Happy birthday, Anne Tyler
by chuckofish
Anne Tyler is another of my most favorite read-again authors. I have read all of her books and look forward to the next one, scheduled to be published in 2012:
If Morning Ever Comes (1964), The Tin Can Tree (1965), A Slipping-Down Life (1970), The Clock Winder (1972), Celestial Navigation (1974), Searching for Caleb (1975), Earthly Possessions (1977), Morgan’s Passing (1980), Dinner at the Homesick Restaurant (1982), The Accidental Tourist (1985), Breathing Lessons (1988), Saint Maybe (1991), Ladder of Years (1995), A Patchwork Planet (1998), Back When We Were Grownups (2001), The Amateur Marriage (2004), Digging to America (2006), Noah’s Compass (2010), The Beginner’s Goodbye (forthcoming April 2012)

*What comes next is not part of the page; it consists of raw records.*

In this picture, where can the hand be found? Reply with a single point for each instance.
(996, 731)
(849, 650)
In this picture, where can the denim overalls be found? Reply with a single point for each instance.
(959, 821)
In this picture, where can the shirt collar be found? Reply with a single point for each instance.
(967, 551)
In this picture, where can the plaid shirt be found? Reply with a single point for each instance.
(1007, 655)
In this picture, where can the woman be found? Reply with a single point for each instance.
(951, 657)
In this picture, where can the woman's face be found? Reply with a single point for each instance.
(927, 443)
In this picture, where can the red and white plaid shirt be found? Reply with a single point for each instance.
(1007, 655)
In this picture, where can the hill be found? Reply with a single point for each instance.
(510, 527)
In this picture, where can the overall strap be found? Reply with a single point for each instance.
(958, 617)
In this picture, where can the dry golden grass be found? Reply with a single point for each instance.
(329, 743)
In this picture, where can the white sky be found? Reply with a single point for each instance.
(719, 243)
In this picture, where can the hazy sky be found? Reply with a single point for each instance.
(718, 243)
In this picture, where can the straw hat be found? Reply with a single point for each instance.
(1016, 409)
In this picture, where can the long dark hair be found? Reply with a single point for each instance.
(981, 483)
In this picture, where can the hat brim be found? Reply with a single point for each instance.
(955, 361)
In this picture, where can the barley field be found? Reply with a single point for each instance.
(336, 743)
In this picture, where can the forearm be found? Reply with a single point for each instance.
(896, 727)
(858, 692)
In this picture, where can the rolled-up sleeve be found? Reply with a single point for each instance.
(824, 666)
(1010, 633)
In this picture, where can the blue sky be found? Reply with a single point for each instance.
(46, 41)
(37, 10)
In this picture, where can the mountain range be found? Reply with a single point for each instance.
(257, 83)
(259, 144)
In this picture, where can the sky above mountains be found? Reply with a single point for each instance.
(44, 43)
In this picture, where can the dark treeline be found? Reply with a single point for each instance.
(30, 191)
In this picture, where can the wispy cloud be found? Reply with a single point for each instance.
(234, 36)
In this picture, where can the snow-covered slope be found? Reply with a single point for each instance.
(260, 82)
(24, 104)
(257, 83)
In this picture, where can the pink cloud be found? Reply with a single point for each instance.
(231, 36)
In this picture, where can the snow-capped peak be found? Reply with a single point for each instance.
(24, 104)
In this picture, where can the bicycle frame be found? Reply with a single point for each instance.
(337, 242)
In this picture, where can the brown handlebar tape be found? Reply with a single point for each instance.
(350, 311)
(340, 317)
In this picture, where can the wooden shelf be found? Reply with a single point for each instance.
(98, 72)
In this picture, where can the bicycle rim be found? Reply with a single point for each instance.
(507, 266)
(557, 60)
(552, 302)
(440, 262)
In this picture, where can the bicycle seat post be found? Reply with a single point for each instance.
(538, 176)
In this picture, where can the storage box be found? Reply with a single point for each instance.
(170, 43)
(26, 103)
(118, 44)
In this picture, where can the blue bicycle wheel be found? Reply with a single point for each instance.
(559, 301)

My favorite is Dinner at the Homesick Restaurant (also the one she thinks is her best). Here is a passage:
He rifled through the pages, glimpsing buttonhole stitch and watermelon social and set of fine furs for $22.50. “Early this morning,” he read to his mother, “I went out behind the house to weed. Was kneeling in the dirt by the stable with my pinafore a mess and the perspiration rolling down my back, wiped my face on my sleeve, reached for the trowel, and all at once thought, Why I believe that at just this moment I am absolutely happy.”
His mother stopped rocking and grew very still.
“The Bedloe girl’s piano scales were floating out her window,” he read, “and a bottle fly was buzzing in the grass, and I saw that I was kneeling on such a beautiful green little planet. I don’t care what else might come about, I have had this moment. It belongs to me.”
That was the end of the entry. He fell silent.
“Thank you, Ezra,” his mother said. “There’s no need to read any more.”